En République Démocratique du Congo, les récentes affaires de saisies de millions de dollars en espèces ont agi comme un électrochoc.

Entre images virales d’importantes sommes étalées dans une chambre d’hôtel à Kinshasa et interception de fonds à l’aéroport international de N’djili, la question du contrôle des flux financiers s’impose désormais au cœur du débat public.

Face à la polémique, le gouverneur de la Banque Centrale du Congo (BCC), André Wameso, a tenté d’apporter des clarifications lors d’une conférence de presse. Selon lui, l’institution ne traite pas directement avec des particuliers et privilégie les transactions bancarisées, même si des dérogations ponctuelles peuvent exister.

Dans le premier dossier, largement relayé sur les réseaux sociaux, un comptable lié à une institution politique aurait retiré plusieurs millions de dollars en espèces avant de régler un prestataire en liquide. Pour la Banque centrale, les faits s’arrêtent à ce stade : « les éléments ont été établis », a indiqué le gouverneur, précisant que d’autres services sont désormais chargés de vérifier la régularité de l’opération.

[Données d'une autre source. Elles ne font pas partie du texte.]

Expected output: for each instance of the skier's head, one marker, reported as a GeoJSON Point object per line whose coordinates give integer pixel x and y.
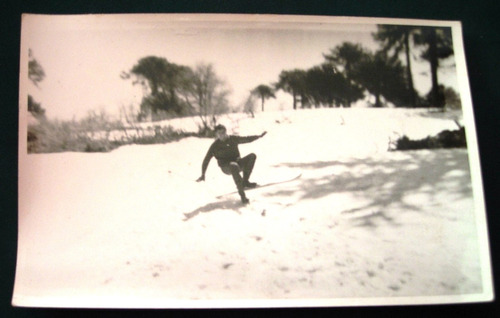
{"type": "Point", "coordinates": [220, 132]}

Autre affaire sensible était la saisie de près de 4 millions de dollars à l’aéroport de N’djili. Ces fonds, destinés à une agence de transfert opérant dans l’Est du pays, excédaient le montant préalablement déclaré. Là encore, des enquêtes sont en cours pour déterminer d’éventuelles responsabilités et sanctions.

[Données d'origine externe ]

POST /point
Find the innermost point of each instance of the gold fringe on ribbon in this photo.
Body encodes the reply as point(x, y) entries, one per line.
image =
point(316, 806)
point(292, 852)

Mais au-delà de ces cas, c’est une réforme structurelle que prépare la Banque centrale. Dans un contexte marqué par une forte dollarisation de l’économie, l’institution annonce un tournant majeur : l’interdiction progressive de l’usage des devises étrangères en espèces. À partir du 9 avril 2027, aucune transaction en liquide en monnaie étrangère ne sera autorisée sur le territoire.

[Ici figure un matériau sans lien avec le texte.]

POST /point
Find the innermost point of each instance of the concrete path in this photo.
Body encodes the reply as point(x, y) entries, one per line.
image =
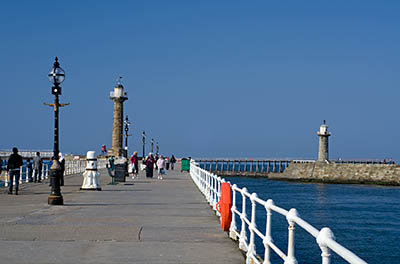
point(140, 221)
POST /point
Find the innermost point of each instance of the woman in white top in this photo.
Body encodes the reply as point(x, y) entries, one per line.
point(161, 167)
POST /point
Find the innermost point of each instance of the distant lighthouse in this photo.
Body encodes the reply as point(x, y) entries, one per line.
point(118, 96)
point(323, 151)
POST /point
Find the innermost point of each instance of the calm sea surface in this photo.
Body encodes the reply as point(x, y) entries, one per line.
point(364, 218)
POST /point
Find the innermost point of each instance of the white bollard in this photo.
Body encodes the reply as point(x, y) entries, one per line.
point(91, 177)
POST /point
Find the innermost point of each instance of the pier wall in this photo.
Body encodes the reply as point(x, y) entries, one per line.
point(385, 174)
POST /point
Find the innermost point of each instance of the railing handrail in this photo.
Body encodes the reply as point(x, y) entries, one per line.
point(209, 185)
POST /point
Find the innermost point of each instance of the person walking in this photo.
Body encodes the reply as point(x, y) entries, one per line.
point(135, 164)
point(166, 163)
point(62, 165)
point(161, 167)
point(13, 167)
point(150, 165)
point(172, 161)
point(29, 169)
point(37, 167)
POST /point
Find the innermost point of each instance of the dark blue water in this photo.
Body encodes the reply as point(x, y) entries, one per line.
point(364, 218)
point(243, 166)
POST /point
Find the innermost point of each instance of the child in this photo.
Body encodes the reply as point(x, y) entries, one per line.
point(161, 167)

L’objectif affiché est celui de renforcer la traçabilité des flux financiers, lutter contre la fuite des capitaux et encourager les paiements numériques. Une mesure qui s’accompagne également d’une décision forte qui est l’interdiction faite aux banques commerciales d’importer du cash depuis l’étranger d’ici cette même échéance.

Si la Banque centrale défend une modernisation nécessaire du système financier, ces annonces suscitent déjà des inquiétudes dans le secteur bancaire.

Certains acteurs redoutent des effets pervers, notamment en matière de liquidité et de concurrence, dans un pays où le recours au dollar reste profondément ancré dans les pratiques économiques.